Yorkshire Water is set to roll out an AI-powered solution across its sewer network, which can predict blockages and assist in reducing pollution risks.
This follows a successful pilot of the system co-created by Yorkshire Water, Siemens and the University of Sheffield.
The solution will now be installed across Yorkshire Water’s network of more than 2,000 combined sewer overflows (CSOs).
Combined sewers carry both foul water from homes and businesses as well as rainwater, which falls onto impermeable areas such as paved areas, roofs and highways. Yorkshire Water said as the weather can be unpredictable, CSOs are permitted on sewer networks to reduce the pressure on sewers during heavy rainfall events.
CSOs are designed to stop the system from backing up and flooding homes and gardens by allowing heavily diluted wastewater to be discharged into watercourses.
The integrated sensing, communication, analytics and reporting solution works by using sensors to feed water level data into the Blockage Predictor, an application on Siemens’ cloud-based, open Internet of Things (IoT) operating system, MindSphere.
The performance of the sewer network is analysed in real time and predicts problems such as network blockages before they happen.

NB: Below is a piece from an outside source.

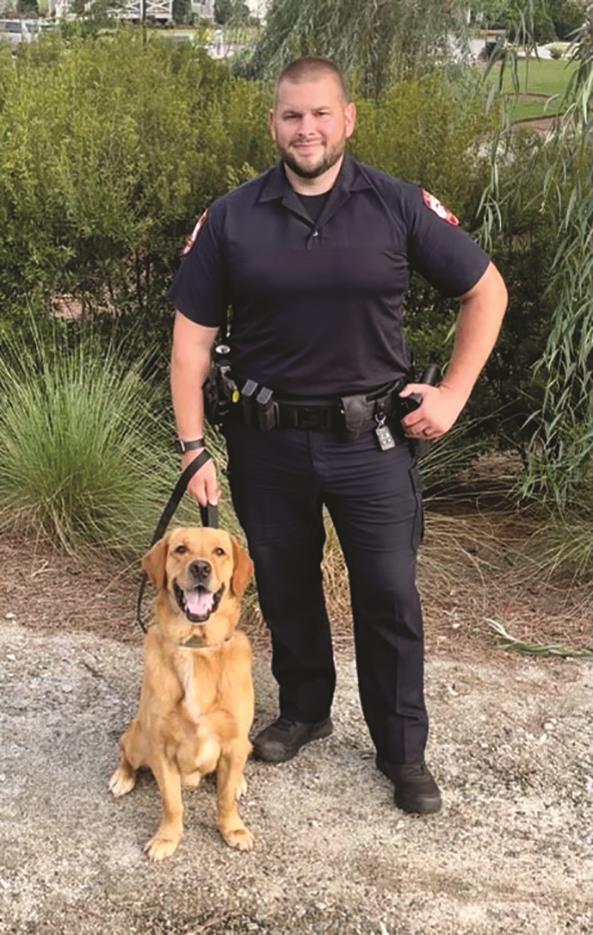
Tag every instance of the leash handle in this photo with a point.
(208, 515)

Yorkshire Water added this enables it to quickly investigate the predicted blockage and prevent them developing into sewage pollution in the environment.
Heather Sheffield, integrated planning and central control manager at Yorkshire Water, said: “Reducing intermittent discharges from CSOs is a key priority for us and our partnership with Siemens illustrates Yorkshire Water’s commitment to investing in cutting-edge technology to reduce pollution incidents by 50%, a key goal of our Pollution Incident Reduction Plan 2020-2025.

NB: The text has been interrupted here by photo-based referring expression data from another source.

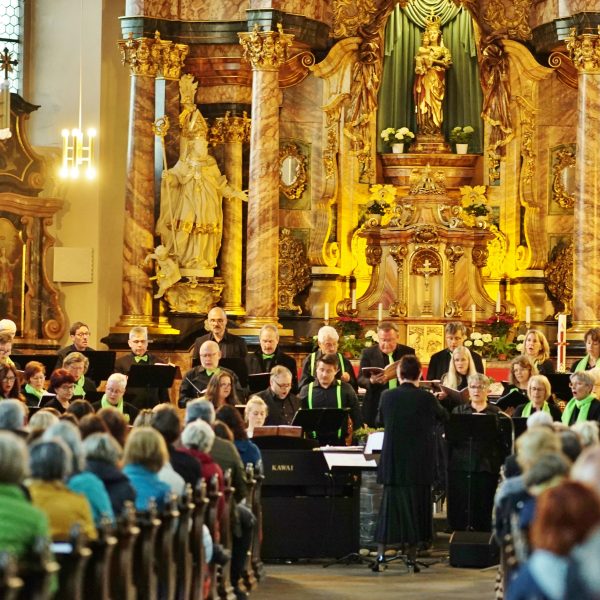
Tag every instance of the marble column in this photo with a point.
(232, 132)
(585, 53)
(266, 51)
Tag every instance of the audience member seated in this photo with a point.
(537, 350)
(327, 392)
(143, 397)
(80, 336)
(255, 414)
(63, 387)
(230, 345)
(540, 399)
(249, 452)
(82, 480)
(35, 378)
(584, 406)
(113, 398)
(103, 454)
(282, 403)
(386, 352)
(439, 363)
(145, 454)
(50, 464)
(21, 523)
(77, 364)
(195, 381)
(327, 340)
(166, 421)
(9, 382)
(269, 355)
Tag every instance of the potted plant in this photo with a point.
(398, 138)
(461, 137)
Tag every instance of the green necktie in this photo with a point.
(392, 383)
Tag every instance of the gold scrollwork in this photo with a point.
(565, 159)
(292, 171)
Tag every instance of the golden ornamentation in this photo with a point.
(265, 50)
(564, 158)
(295, 186)
(294, 271)
(516, 27)
(230, 129)
(151, 57)
(559, 277)
(584, 50)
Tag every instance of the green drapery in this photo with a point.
(463, 100)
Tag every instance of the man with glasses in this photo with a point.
(279, 398)
(80, 338)
(195, 381)
(230, 345)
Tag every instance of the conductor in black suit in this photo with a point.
(386, 352)
(139, 355)
(439, 363)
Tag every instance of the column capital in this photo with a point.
(152, 57)
(265, 50)
(584, 50)
(230, 129)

“Our customers expect us to use the latest technologies. This solution, developed in partnership with Siemens and the University of Sheffield, will change our visibility of the sewer network and improve how we identify and tackle blockages.

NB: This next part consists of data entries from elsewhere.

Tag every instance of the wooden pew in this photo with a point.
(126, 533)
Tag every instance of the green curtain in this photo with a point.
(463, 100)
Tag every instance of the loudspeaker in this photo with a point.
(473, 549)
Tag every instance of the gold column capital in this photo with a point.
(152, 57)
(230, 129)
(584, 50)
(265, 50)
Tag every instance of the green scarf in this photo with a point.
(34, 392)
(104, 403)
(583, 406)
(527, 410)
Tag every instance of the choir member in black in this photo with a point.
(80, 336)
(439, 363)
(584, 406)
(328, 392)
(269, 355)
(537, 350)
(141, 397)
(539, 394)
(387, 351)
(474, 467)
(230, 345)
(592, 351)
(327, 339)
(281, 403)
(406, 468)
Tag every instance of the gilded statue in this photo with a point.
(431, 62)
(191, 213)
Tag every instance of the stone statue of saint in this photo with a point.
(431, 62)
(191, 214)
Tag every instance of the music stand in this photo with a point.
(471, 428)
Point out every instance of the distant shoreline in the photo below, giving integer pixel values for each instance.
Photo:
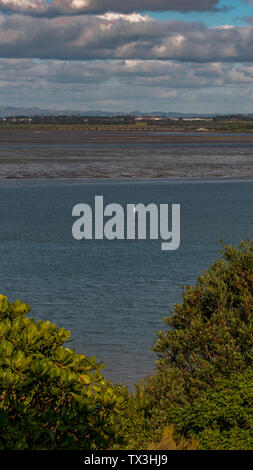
(57, 154)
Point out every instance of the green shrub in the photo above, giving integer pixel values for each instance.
(209, 338)
(221, 418)
(50, 397)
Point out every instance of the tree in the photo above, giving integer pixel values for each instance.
(222, 417)
(50, 396)
(209, 335)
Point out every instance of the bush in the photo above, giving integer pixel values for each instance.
(50, 397)
(170, 442)
(221, 418)
(209, 340)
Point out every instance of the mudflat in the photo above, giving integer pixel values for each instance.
(72, 153)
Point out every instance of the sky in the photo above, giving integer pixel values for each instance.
(125, 55)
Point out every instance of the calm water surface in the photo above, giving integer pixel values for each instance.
(112, 295)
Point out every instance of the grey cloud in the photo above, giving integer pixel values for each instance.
(88, 38)
(121, 85)
(134, 73)
(77, 7)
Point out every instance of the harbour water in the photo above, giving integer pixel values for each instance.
(112, 295)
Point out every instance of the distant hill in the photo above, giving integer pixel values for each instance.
(6, 111)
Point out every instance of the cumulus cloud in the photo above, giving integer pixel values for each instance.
(122, 37)
(122, 85)
(75, 7)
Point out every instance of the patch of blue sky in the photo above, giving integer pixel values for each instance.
(235, 15)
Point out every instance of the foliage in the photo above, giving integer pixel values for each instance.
(209, 338)
(170, 442)
(132, 418)
(50, 397)
(210, 333)
(221, 418)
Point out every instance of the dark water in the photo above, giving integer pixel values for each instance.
(112, 295)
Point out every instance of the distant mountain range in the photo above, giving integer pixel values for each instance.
(6, 111)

“Rolling out the solution to 2,000 assets across the entire county will have a significant role in reducing the number of pollution incidents, which can have a negative impact on the environment, as well as increasing our efficiency and providing improved value to our customers.”
Analysis of 21,300 days of data by the University of Sheffield found the blockage predictor can provide up to two weeks’ notice of problems within the sewer network and identify nine out of 10 potential issues – three times more successful than existing pollution prediction processes, while reducing the number of false positive alerts by 50%.
Furthermore, Siemens is now engaging with water companies to support the ambitions of trade association Water UK to eliminate pollution incidents in the sewer network by 2050.